Wednesday, February 1, 2012

History as we [don't] know it

When I first pondered an answer to the question "what is the difference between fiction and history?" I focused mainly on the standards for a history compared to the standards for fiction. History is often thought of as fact-based while fiction thought of as "made-up." However, my closing thought was that fiction can also have as many truths as a history might, in which case they would not be so different. In light of having read Doctorow's Ragtime, I agree even more with my previous sentiment.

I am not saying that fiction and history are one and the same, but I am agreeing with Doctorow and White that they are closely intertwined. A fiction does not claim to be constructed entirely by events that "actually happened." The reader is not put under any illusions that there is a fact somewhere to back up what the author is saying. In Doctorow's essay "False Documents," there is a closing interview in which he says "I don't take a vow to be responsible. I'm under the illusion that all of my inventions are quite true. For instance, in Ragtime, I'm satisfied that everything I made up about Morgan and Ford is true, whether it happened or not." This is an incredibly bold statement that Doctorow makes. At first glance it might even seem outrageous. Yet he touches on the idea that something can have truth whether or not it "happened."

It is part of human nature for our understanding of the world to be based upon our metanarratives.

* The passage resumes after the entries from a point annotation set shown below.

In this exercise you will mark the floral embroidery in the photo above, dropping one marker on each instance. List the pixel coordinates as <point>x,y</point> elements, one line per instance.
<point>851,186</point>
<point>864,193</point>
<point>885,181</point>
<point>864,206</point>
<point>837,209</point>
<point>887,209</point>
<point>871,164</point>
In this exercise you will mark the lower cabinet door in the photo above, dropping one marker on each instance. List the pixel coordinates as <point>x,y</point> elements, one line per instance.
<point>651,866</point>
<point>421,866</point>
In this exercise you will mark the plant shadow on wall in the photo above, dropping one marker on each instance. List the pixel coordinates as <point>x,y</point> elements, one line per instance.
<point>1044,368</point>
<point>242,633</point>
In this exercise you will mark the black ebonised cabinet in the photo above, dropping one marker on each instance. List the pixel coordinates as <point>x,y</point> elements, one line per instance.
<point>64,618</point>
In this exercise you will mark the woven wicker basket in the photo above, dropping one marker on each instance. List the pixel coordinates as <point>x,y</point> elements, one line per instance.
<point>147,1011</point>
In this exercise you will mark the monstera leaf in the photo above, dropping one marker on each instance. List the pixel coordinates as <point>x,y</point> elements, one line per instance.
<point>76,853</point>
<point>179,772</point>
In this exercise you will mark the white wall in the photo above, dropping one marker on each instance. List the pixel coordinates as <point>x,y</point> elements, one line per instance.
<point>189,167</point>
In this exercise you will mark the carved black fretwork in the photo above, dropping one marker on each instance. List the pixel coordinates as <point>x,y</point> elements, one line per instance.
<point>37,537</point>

No one's reality is going to be formed by the exact same metanarratives, but there are some broader concepts and narrations that affect the perceptions of many. History certainly plays a large role in these metanarratives, but I would argue that fiction plays an equally substantial part. Who is to say what "really happened" when every story is multifaceted? Is giving a partial truth the same as a lie? Doctorow's novel is considered to be fiction but is based both on historical and fictional events. In a sense, it could be argued that everything is fiction. The way we understand the world is no different than how Doctorow writes Ragtime; built upon history and fiction.

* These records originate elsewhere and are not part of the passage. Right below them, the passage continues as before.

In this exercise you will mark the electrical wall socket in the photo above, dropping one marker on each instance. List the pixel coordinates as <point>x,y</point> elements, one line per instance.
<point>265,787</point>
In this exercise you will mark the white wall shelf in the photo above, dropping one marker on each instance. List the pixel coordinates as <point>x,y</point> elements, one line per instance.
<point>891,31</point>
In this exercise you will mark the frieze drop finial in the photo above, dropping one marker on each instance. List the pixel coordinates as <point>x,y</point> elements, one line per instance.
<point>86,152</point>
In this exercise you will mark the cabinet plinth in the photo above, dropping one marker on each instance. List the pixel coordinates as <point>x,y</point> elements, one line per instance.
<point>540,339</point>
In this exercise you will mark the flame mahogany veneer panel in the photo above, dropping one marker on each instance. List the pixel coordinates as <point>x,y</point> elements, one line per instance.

Finally, the idea that our metanarratives are formed by both fiction and history brings up the idea that history itself is built upon fiction. Humans make history. Humans record history. Humans understand history based upon our metanarratives. Since our metanarratives come from a combination of history and fiction, history as we see it is also a kind of fiction.

1 comment:

  1. With regard to metanarratives: to call these belief systems or worldviews "fictions" is not to say anything one way or the other about their "truth." It's simply to acknowledge that these narratives underlie and give meaning to any other stories we tell "within them." We inherit all kinds of metanarratives, and history is one (or many) of them--we don't choose our view of history because we've satisfied ourselves of its correctness or accuracy, but because other stories we hear fit into the larger picture/narrative. To call such a narrative "fictional" refers more to its structural logic and its function than its truth-claims.